Zipp News

Back 9.7.2012

Catching up with the Brownlees

We had the chance to catch up with brothers Alistair and Jonathan Brownlee after their triumph in London, where Alistair won gold and Jonathan bronze in triathlon.

Alistair, you are the 2012 London Olympic Champion. How does this title sound? When did you start thinking it was possible to become champion? Was it a kid’s dream?

Alistair: I think I realized that it was a definite possibility after Beijing 2008. I was only 20 years old and although I only came 12th I didn’t feel that winning was very far away. Because an Olympic gold medal is universal across so many sports, it has always been a strong ambition of mine to win it.

You are the first British brothers to stand on an Olympic podium. How does it feel?

Jonathan: I think immediately after the race, it is impossible to take everything in. We had a whirlwind of a few weeks afterwards and nothing has properly sunk in. We both feel proud of each other for performing so well, and I think as time goes on we will appreciate our achievements much more.

Everybody was expecting you on the podium. You’ve been the two best triathletes in the world for the last few years and the event was in your home country. The pressure must have been insane, how did you manage to deal with it?

Jonathan: We managed to hide away from a lot of the hype and “pressure” leading up to the games. We had a great team working with us and it really just felt like business as usual for a lot of the time. It’s a lot easier when you have someone to share the pressure with though as well.

Alistair: We take every race we do very seriously and never want to lose, so we just tried to approach the Olympics with the same philosophy.

Triathlon is an individual sport, but looking at you guys it seems like a team sport.
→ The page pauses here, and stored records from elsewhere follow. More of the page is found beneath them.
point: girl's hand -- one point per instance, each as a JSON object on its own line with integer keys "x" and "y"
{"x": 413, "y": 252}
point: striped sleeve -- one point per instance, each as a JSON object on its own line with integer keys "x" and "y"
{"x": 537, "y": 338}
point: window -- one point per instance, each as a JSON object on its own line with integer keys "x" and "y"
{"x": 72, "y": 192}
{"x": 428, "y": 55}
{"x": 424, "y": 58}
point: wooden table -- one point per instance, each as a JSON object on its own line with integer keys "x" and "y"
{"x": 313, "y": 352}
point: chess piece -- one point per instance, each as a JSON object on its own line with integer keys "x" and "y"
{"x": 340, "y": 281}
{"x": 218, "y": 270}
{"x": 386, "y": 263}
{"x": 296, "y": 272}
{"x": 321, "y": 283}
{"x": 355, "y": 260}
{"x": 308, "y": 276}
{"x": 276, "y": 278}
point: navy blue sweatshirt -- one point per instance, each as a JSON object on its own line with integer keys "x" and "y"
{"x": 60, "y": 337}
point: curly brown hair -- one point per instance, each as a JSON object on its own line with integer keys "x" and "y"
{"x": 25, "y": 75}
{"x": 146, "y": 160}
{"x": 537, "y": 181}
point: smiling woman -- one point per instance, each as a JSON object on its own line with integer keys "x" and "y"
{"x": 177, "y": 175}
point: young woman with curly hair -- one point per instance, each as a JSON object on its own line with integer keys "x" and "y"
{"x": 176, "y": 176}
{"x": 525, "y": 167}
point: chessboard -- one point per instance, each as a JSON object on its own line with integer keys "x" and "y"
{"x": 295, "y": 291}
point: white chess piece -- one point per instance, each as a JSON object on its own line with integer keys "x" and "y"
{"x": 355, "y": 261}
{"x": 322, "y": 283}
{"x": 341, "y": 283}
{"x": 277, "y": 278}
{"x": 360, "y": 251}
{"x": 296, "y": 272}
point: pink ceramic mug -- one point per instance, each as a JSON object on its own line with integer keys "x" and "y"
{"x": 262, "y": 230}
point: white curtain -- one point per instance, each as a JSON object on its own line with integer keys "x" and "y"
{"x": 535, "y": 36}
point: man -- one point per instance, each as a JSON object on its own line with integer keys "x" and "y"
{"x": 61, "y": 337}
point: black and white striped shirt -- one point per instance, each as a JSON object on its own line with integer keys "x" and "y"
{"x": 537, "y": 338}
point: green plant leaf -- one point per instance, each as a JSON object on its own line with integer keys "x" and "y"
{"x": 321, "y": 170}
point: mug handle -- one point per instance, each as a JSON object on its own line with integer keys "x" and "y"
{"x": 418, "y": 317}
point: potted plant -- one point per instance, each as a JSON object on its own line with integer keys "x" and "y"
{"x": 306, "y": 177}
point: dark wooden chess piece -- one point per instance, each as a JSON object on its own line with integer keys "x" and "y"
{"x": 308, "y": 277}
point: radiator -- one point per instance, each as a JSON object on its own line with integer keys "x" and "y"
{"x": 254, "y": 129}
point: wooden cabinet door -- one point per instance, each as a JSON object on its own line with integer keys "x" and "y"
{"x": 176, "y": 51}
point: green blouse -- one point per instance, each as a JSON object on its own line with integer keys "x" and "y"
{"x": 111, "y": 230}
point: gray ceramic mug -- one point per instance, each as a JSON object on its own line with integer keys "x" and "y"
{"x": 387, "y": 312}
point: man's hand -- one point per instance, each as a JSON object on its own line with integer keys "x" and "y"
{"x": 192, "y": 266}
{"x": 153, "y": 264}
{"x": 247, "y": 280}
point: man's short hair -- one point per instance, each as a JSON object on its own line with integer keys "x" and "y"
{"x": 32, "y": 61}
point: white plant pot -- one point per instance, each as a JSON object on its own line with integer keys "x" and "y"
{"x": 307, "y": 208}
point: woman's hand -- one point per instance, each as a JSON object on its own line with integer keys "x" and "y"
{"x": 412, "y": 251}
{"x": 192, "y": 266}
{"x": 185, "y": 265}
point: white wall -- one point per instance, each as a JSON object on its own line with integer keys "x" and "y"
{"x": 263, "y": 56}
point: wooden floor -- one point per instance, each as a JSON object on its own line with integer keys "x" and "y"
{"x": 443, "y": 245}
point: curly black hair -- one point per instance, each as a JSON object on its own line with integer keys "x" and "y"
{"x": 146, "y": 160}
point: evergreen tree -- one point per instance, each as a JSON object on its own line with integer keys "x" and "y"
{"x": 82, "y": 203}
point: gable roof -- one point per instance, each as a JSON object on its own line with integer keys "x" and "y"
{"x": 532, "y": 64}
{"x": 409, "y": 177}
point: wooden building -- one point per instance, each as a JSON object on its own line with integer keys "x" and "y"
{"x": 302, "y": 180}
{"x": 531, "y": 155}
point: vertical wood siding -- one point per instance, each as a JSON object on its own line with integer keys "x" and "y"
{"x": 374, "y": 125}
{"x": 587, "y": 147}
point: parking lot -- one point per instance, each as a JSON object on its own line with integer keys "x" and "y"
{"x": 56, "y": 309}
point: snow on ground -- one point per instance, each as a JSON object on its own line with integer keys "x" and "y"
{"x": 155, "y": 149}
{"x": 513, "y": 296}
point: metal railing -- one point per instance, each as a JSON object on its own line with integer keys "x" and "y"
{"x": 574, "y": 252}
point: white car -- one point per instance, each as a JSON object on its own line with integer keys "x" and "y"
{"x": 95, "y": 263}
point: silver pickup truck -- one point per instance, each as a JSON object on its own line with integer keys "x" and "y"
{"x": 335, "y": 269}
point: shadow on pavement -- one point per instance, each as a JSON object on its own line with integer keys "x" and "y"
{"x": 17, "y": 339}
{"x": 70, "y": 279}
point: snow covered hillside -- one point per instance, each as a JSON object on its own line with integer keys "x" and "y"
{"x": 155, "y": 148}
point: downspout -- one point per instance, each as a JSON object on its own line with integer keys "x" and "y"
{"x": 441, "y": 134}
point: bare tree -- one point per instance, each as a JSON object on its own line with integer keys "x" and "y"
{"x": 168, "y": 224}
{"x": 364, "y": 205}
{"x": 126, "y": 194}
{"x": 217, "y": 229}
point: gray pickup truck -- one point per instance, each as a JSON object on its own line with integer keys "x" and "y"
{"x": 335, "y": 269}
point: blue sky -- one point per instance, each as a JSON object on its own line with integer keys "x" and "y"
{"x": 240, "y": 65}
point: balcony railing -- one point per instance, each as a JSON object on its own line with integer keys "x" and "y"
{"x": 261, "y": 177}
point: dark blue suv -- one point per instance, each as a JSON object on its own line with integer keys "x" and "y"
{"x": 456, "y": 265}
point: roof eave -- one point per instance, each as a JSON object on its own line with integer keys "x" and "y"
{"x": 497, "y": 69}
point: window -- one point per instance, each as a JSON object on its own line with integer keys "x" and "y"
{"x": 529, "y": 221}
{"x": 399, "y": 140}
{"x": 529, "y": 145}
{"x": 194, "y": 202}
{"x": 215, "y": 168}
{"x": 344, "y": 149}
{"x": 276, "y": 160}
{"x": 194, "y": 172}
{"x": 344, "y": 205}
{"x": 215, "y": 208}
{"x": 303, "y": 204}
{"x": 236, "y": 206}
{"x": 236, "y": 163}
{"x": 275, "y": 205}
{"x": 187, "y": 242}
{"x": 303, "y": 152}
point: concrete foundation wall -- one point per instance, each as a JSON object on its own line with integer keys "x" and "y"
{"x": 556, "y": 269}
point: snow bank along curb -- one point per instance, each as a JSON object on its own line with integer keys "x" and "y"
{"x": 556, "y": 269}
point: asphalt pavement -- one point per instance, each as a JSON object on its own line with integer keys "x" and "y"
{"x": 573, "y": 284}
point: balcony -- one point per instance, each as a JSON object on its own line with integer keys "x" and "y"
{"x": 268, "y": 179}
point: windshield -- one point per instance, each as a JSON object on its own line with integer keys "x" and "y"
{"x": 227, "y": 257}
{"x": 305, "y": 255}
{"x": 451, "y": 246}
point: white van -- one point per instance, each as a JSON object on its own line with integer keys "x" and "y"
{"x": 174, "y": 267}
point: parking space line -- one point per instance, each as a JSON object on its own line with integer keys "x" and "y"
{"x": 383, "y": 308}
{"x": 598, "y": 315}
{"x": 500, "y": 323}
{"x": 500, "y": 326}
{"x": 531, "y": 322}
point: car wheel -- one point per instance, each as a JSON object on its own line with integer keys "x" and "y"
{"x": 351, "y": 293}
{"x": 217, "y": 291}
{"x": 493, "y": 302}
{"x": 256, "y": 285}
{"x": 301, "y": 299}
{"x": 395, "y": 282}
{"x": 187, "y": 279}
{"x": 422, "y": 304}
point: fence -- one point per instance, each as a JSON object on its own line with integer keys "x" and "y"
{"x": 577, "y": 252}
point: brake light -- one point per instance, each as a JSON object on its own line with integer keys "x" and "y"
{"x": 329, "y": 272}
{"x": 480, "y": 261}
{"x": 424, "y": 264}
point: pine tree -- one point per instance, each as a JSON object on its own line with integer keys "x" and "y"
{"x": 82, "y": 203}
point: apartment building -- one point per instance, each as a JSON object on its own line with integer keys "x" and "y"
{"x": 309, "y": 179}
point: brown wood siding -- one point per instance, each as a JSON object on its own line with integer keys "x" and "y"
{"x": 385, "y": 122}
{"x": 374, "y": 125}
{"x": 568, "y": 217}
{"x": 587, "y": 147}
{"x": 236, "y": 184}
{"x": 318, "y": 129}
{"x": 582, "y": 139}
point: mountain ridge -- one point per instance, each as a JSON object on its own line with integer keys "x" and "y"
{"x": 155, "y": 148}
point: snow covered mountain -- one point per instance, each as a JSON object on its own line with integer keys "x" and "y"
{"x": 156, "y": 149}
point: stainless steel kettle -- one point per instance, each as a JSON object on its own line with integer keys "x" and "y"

Does the fact that you train and race together give you an advantage compared to the others?

Jonathan: It definitely gives us a huge advantage. Cycling teams ride for hours on end together every day, so they can work really well together. We have that same advantage in racing, we can work brilliantly together in the bike pack to try and keep each other towards the front and keep the pace high.
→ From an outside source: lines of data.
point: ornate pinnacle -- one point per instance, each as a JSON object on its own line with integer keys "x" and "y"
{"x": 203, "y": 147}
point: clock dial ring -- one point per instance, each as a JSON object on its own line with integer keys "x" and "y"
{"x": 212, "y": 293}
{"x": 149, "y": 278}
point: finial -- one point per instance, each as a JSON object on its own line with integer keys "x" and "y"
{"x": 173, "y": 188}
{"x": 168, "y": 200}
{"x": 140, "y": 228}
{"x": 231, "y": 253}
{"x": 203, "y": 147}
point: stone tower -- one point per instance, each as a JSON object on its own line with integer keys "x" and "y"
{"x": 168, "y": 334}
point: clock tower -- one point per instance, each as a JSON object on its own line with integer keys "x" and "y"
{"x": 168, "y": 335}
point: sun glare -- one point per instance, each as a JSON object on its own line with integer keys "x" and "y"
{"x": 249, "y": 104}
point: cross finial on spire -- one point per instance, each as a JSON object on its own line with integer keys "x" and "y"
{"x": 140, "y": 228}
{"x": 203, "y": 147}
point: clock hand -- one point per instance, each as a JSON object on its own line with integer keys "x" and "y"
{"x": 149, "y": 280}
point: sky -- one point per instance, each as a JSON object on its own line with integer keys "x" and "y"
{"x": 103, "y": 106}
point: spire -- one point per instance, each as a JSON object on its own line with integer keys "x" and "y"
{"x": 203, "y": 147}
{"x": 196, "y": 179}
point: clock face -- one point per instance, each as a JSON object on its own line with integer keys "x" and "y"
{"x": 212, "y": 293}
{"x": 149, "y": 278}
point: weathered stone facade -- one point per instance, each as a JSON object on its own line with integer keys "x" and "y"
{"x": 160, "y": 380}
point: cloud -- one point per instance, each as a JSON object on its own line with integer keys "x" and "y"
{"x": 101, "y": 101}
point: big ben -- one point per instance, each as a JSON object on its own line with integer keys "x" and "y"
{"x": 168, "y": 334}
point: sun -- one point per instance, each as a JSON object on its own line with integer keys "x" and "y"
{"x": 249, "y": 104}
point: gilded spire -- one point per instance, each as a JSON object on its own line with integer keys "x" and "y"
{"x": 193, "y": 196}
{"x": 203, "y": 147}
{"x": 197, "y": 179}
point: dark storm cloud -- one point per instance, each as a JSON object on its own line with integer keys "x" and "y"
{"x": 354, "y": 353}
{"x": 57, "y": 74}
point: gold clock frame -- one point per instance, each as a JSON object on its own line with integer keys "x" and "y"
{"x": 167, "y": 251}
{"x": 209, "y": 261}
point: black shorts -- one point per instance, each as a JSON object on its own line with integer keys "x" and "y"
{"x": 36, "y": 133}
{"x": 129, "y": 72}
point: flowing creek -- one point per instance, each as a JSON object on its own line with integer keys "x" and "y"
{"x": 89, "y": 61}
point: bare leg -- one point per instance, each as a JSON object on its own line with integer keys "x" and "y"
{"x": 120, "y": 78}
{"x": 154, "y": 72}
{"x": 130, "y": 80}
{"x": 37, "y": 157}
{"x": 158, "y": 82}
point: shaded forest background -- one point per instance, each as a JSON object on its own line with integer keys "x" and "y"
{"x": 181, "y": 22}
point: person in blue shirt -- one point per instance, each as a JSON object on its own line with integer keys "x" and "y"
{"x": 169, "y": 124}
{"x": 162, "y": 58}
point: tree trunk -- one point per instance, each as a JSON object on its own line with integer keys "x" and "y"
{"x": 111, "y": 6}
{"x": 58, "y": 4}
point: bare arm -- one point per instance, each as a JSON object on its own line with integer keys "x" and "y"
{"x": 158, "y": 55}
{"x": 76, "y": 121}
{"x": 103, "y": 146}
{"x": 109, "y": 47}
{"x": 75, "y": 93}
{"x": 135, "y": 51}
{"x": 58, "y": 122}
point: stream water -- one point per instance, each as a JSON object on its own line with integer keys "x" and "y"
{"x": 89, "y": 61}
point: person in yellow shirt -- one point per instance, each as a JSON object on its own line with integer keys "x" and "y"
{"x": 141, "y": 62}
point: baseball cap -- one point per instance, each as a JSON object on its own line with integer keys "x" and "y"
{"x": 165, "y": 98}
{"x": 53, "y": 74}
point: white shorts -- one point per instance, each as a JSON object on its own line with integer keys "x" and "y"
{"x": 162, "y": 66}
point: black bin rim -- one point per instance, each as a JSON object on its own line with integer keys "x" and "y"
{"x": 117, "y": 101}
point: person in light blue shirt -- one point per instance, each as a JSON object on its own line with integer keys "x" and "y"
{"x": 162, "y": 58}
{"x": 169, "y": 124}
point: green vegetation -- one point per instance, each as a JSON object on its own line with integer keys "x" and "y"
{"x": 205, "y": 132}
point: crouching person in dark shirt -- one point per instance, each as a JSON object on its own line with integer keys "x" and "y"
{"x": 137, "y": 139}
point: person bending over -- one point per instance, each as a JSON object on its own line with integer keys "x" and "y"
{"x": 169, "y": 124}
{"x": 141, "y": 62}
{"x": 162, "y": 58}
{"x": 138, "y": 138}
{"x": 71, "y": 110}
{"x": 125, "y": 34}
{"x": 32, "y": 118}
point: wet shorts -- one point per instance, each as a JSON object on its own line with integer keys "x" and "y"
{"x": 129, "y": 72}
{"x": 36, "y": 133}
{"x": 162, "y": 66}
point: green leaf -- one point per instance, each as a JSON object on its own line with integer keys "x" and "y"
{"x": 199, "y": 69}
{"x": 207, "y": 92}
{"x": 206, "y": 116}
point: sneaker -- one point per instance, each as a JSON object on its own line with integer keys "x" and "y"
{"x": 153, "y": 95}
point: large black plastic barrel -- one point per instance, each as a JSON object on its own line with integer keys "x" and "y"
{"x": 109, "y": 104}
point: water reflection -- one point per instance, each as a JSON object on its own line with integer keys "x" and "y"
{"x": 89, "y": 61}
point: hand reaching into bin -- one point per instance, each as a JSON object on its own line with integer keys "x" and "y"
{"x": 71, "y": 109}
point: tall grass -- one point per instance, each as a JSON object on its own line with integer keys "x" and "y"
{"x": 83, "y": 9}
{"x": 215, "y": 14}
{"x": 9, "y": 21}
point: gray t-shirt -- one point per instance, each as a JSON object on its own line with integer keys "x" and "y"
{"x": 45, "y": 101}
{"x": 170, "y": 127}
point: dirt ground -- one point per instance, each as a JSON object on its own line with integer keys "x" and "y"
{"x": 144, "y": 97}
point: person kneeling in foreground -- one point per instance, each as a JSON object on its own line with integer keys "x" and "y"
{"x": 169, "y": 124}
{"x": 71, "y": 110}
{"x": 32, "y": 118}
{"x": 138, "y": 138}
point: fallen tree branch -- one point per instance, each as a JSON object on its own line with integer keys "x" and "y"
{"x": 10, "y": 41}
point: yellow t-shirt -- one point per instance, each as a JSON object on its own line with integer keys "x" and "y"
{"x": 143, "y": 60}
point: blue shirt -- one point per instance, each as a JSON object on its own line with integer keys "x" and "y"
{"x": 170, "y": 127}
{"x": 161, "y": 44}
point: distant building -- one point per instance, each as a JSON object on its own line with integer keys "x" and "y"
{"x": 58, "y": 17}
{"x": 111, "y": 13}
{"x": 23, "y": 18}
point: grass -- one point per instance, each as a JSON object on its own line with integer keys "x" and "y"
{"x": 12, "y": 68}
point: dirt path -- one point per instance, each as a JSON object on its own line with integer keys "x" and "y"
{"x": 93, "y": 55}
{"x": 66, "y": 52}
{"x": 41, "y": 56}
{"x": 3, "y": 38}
Alistair: It is definitely every man for himself when we get to the run though! 

On the bike you were in the front most of the time and attacking. How did you feel on the bike?

Alistair: I felt really good. To start off with we weren’t actually riding that hard, we just had a really good group that were working very well together. Then when Stu caught he did loads of work to keep the pace high.
Jonathan: Yeah, I felt good too. There was a bit of anxiety there after I realized I had a penalty though so I really want the pace on the bike to stay high to give me the best chance on the run.
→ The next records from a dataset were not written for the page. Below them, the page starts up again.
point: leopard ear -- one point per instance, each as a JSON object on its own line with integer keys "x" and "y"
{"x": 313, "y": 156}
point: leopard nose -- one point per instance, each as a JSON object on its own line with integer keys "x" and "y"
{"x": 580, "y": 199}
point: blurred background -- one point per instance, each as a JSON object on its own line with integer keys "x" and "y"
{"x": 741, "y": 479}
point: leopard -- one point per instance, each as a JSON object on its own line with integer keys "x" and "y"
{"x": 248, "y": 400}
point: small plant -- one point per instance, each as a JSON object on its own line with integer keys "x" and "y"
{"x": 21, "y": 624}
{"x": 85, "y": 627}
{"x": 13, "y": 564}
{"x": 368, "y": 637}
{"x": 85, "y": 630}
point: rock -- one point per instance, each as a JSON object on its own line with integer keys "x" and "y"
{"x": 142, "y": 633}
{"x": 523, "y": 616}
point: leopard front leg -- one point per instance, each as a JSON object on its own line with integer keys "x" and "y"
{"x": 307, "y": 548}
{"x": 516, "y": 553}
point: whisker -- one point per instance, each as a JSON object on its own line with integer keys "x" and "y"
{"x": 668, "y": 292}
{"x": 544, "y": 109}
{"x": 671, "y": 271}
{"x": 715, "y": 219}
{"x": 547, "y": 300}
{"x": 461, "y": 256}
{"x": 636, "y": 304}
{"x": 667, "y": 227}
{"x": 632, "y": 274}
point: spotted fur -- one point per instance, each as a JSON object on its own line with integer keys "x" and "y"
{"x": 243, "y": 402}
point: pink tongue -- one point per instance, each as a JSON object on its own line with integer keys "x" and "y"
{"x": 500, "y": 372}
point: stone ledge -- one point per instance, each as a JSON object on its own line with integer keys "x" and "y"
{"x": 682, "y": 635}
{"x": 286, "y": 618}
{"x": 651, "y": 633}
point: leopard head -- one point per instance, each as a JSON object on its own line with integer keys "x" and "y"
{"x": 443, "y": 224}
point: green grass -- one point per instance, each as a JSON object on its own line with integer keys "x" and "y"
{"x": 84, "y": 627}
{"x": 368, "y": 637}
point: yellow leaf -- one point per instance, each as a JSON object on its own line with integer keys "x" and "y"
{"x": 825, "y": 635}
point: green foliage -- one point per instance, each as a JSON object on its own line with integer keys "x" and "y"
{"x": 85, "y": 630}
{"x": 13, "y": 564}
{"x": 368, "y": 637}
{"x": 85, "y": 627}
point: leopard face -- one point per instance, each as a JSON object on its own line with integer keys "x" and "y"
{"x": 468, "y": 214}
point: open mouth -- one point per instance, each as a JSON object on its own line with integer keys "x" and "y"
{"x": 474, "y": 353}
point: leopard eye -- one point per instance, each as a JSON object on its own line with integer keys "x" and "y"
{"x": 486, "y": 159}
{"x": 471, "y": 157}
On the bike course there were a lot of cornering and acceleration, how important was the SRAM and Zipp material you were riding?  (The brothers rode Zipp 404 Firecrest wheels and Service Course SL bars and stems as well as SRAM RED – 2012.)

Jonathan: It’s very important to have the lightest and most efficient kit going on your bike. It’s great to have the confidence that your bike isn’t going to fail and you already have an advantage over others in the bike pack.

Alistair: Zipp’s are the best wheels I’ve ever ridden. Very smooth for the straights, but so light and responsive when you are out of the saddle, accelerating away from the corners.

Is your bike equipment is crucial in helping to set you up and keep you fresh for the run?

Alistair: You want every advantage you can gain on the bike. Every watt of energy you save on the course is one you can use in the run. So it is absolutely crucial.

What’s the near future look like for both of you in terms of your next races and some time off?

Alistair: I am now out of contention for the World Series because of the racing I missed through injury earlier in the season. So I’m going to try a few different races for the remainder of the season, where I’ll get to try out a disc wheel hopefully!

Jonathan: I’m going to try and defend Alistair’s world championship title and keep it in the family. So I’ll be racing the grand final in Auckland. So really it’s just back to business as usual for me.